Nitrate is a key required nutrient for the synthesis of amino acids, nucleotides and vitamins and is commonly considered to be the most limiting for normal plant growth (Vitousek et al., 2004, Biogeochemistry 13). Nitrogenous fertilizer is usually supplied as ammonium nitrate, potassium nitrate, or urea. Plants are keenly sensitive to nitrogen levels in the soil and, atypically of animal development, adopt their body plan to cope with their environment (Lopez-Bucio et al., 2003, Curr Opin Plant Biol 6:280-287; Malamy et al., 2005, Plant Cell Environ 28:67-77; Walch-Liu et al., 2006, Ann Bot (Lond) 97:875-81). For example, mutants in several general nitrogen (N)-assimilation genes affect root architecture (Little et al., 2005, Proc Natl Acad Sci USA 102:13693-13698; Remans et al., 2006, Proc Natl Acad Sci USA 103:19206-19211). Transduction of this nitrogen signal is linked to a massive and concerted gene expression response in the root (Gutierrez et al., 2007, Genome Biol 8:R7; Wang et al., 2003, Plant Physiol 132:556-67).

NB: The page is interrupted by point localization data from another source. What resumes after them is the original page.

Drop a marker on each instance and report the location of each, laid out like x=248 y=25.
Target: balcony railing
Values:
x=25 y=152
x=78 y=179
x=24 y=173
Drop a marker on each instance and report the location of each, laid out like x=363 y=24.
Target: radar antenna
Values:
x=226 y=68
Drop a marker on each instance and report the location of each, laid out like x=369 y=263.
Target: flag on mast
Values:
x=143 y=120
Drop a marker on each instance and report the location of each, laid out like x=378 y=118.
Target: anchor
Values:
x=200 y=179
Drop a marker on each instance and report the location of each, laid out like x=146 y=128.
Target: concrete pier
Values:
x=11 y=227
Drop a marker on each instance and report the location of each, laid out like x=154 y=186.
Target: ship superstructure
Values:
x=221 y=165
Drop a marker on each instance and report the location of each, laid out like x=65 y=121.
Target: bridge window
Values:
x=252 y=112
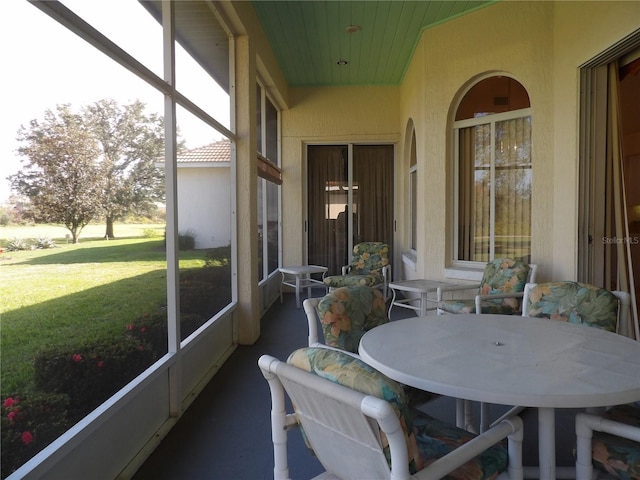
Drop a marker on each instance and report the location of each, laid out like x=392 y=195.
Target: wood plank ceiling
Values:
x=314 y=48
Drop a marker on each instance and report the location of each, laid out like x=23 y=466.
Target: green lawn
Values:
x=76 y=294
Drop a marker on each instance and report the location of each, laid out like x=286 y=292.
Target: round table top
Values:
x=420 y=285
x=508 y=360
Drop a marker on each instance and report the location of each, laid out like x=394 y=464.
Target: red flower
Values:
x=27 y=438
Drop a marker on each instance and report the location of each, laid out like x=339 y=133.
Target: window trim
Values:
x=465 y=265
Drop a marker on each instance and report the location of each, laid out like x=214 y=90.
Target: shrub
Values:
x=151 y=329
x=151 y=233
x=44 y=242
x=29 y=423
x=219 y=256
x=187 y=240
x=205 y=290
x=90 y=374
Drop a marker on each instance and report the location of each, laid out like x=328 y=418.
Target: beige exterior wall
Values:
x=540 y=44
x=327 y=115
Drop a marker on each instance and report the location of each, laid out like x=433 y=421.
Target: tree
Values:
x=60 y=174
x=130 y=143
x=100 y=161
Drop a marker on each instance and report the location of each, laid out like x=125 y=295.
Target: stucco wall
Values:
x=541 y=44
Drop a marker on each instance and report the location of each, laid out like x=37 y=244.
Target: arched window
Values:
x=492 y=134
x=413 y=194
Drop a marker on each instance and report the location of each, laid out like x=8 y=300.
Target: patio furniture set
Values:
x=356 y=395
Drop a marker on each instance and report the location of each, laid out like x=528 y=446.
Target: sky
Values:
x=47 y=65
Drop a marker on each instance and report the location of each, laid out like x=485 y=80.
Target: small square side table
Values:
x=299 y=277
x=423 y=287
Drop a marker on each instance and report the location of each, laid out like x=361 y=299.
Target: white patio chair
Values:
x=351 y=432
x=570 y=302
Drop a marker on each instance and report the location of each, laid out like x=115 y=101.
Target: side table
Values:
x=423 y=287
x=299 y=277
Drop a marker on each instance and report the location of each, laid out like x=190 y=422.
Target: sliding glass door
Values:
x=350 y=190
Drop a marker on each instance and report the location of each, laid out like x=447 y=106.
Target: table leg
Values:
x=547 y=443
x=309 y=283
x=298 y=278
x=281 y=284
x=423 y=303
x=393 y=299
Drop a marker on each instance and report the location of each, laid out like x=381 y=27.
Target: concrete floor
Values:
x=225 y=433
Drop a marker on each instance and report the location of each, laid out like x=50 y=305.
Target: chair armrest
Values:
x=511 y=428
x=454 y=288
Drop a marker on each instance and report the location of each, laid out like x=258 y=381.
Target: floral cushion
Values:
x=502 y=275
x=469 y=306
x=367 y=262
x=427 y=438
x=348 y=312
x=616 y=455
x=574 y=302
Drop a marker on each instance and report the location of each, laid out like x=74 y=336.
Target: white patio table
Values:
x=509 y=360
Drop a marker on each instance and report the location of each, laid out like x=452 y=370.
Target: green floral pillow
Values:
x=347 y=370
x=369 y=258
x=347 y=313
x=427 y=438
x=504 y=275
x=574 y=302
x=616 y=455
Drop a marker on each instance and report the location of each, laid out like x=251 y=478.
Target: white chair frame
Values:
x=624 y=300
x=586 y=424
x=341 y=426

Studies on the regulation of genes involved in the N-assimilatory pathway have shown that genes involved in N-assimilation are regulated transcriptionally by both inorganic and organic forms of nitrogen (FIG. 1). Genes involved in the uptake and reduction of nitrate (NIA, NIR) are transcriptionally induced by nitrate. By contrast, the glutamine synthetase gene (GLN1.3) involved in assimilating inorganic N into organic form (Gln), is transcriptionally repressed by the endproducts of N-assimilation (Glu/Gln) (FIG. 1). The repression of GLN1.3 expression by the product of the GS enzyme reaction serves as a negative feedback loop, that shuts off further assimilation of inorganic N into Gln, when levels of Gln are abundant. As GS is and ATP dependent enzyme, this is likely to be an energy conservation mechanism. By contrast, Gln/Glu levels activate the expression of the ASN1 gene (asparagine synthetase) which serves to transfer the amide N from Gln onto Asp to make Asn and Glu as a by-product. Asn is an inert amino acid used to store N and used for long distance N-transport (e.g., to seed). The induction of ASN1 by Glu/Gln is a mechanism that serves to store excess N as Asn, which is used to transport N to seed.
It would be advantageous to produce plants that would continue to assimilate and utilize N or to store N depending on whether a vegetative plant part or seed is the product, respectively, making N-assimilation independent of the Glu/Gln biofeedback pathway. N-assimilated into Glu/Gln by GS is used in the biosynthesis of all N-containing compounds including essentially all other amino acids, nucleic acids and chlorophyll. By contrast, the conversion of Gln to Asn (an inert N source) is used to transport and store N in seed.